Historically, Ali and I go up and down together, but I think that has to do with stress and cortisol activation. Our triggers have been hormonal shifts (puberty and childbirth), sustained stress and a concussion once for me. That fits with X having glucocorticoid and androgen receptor elements.
I have attempted to monitor therapy by following our TGF beta-1’s, which were severely elevated for both of us at baseline, and C4a’s, which were normal. It may still prove interesting, but doesn’t seem useful as a guide to clinical decision making. It looks like the numbers reflect the inflammatory flare and possibly slow resolution, but it is still too soon to tell. So far, it seems the numbers do not reflect our clinical improvement.

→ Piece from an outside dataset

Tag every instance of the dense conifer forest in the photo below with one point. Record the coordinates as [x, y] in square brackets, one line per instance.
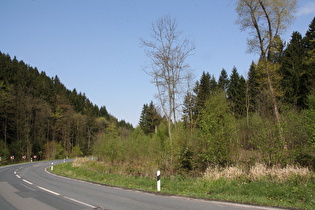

All I really know for sure is that we are X+, we’ve been on antiretroviral treatment since March, on three drugs since May and we are a lot better. Lyme Disease was a big piece for Ali, probably not for me. We’ve each gone up at least 30 KPS points since starting HAART. I don’t think it’s possible that antiretrovirals haven’t helped us. Nothing else we’ve tried in the last few years has worked, except for Deplin and Ali’s Actos, and I think we can all agree that we were unlikely to get this kind of improvement from those interventions. But it is possible that the other things we are taking are potentiating the effects of the drugs or ameliorating the side effects of treatment. Neither of us feels completely well, especially me. But we are both hugely more functional. We can only hope it continues.
P.S. Ali wants me to disclose the things about her in this post, because she thinks they are so important.